Un diavolo grande e con un lungo passato alle spalle racconta ad un giovane apprendista i trucchi del mestiere.
Come abbindolare l’umanità e portarla sulla sua strada senza che se ne accorga. Pensando invece di aver determinato il suo miglior destino.
“Lavora indefessamente, dunque, sulla disillusione e il disappunto” scrive Berlicche in una delle sue lettere al giovane nipote.
La vita è sempre in bilico e il Diavolo lo sa, “In ogni settore della vita essa segna il passaggio dalla sognante aspirazione alla fatica del fare”, ed è lì il momento di intervenire, di tracciare il solco.
Clive Staples Lewis, nato nella fredda Belfast, autore del ben più famoso Le cronache di Narnia, in Le Lettere di Berlicche, edito da Mondadori e tradotto da Alberto Castelli, affronta con piglio filosofeggiante la discesa verso il male.
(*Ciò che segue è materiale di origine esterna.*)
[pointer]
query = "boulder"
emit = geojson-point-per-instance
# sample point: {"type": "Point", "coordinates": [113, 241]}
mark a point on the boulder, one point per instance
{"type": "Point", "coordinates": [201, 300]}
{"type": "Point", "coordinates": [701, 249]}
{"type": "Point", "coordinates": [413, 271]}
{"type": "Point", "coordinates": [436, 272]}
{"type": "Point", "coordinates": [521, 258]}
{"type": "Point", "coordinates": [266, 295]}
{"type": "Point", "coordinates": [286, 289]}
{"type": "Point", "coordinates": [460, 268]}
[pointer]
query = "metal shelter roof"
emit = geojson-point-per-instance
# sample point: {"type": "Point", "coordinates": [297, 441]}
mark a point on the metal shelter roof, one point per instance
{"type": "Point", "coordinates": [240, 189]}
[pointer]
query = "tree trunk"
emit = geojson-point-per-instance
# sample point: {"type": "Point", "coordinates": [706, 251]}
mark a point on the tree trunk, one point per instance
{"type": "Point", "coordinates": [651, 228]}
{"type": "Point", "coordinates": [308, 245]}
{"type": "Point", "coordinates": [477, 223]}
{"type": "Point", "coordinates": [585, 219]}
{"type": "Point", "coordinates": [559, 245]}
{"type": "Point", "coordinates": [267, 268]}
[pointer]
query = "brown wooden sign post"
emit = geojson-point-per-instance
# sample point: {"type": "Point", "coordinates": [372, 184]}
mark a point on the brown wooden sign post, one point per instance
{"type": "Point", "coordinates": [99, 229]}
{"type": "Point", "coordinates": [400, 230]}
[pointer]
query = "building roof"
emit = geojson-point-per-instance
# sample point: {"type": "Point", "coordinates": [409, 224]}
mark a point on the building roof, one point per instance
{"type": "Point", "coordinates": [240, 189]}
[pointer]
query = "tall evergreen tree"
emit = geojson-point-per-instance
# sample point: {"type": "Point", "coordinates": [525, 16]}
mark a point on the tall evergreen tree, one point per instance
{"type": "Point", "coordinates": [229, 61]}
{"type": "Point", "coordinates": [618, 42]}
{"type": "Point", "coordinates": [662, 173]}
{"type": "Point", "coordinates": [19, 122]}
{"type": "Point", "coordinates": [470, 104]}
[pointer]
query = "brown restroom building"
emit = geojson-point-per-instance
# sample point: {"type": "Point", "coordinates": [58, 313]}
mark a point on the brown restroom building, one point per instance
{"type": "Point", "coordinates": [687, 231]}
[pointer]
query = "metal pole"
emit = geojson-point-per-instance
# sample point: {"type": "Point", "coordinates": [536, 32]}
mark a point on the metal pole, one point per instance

Epurandola dalla violenza, dalla crudeltà, con un taglio chirurgico in ogni parola.
“La strada più sicura per l’inferno, ricordalo, è quella graduale…è il dolce pendio, il soffice suolo, senza brusche voltate, senza pietre miliari, senza indicazioni”. Le piccole scelte quotidiane, apparentemente innocue che si sommano, una dopo l’altra, e creano il cammino verso un baratro dal quale è quasi impossibile tornare indietro. E come confondere a tal punto la mente umana? Come portare dall’altro lato della strada? “Il Rumore, grandioso dinamismo, espressione udibile di tutto quanto è esultante, spietato, virile, il Rumore, che solo ci difende da stupidi rimorsi, da scrupoli disperanti, da desideri irraggiungibili. Noi vogliamo, infine, fare di tutto l’Universo un rumore. Abbiamo già fatto grandi passi in quella direzione per ciò che si riferisce alla Terra. Le melodie e i silenzi del Cielo verranno infine soverchiati dai gridi”.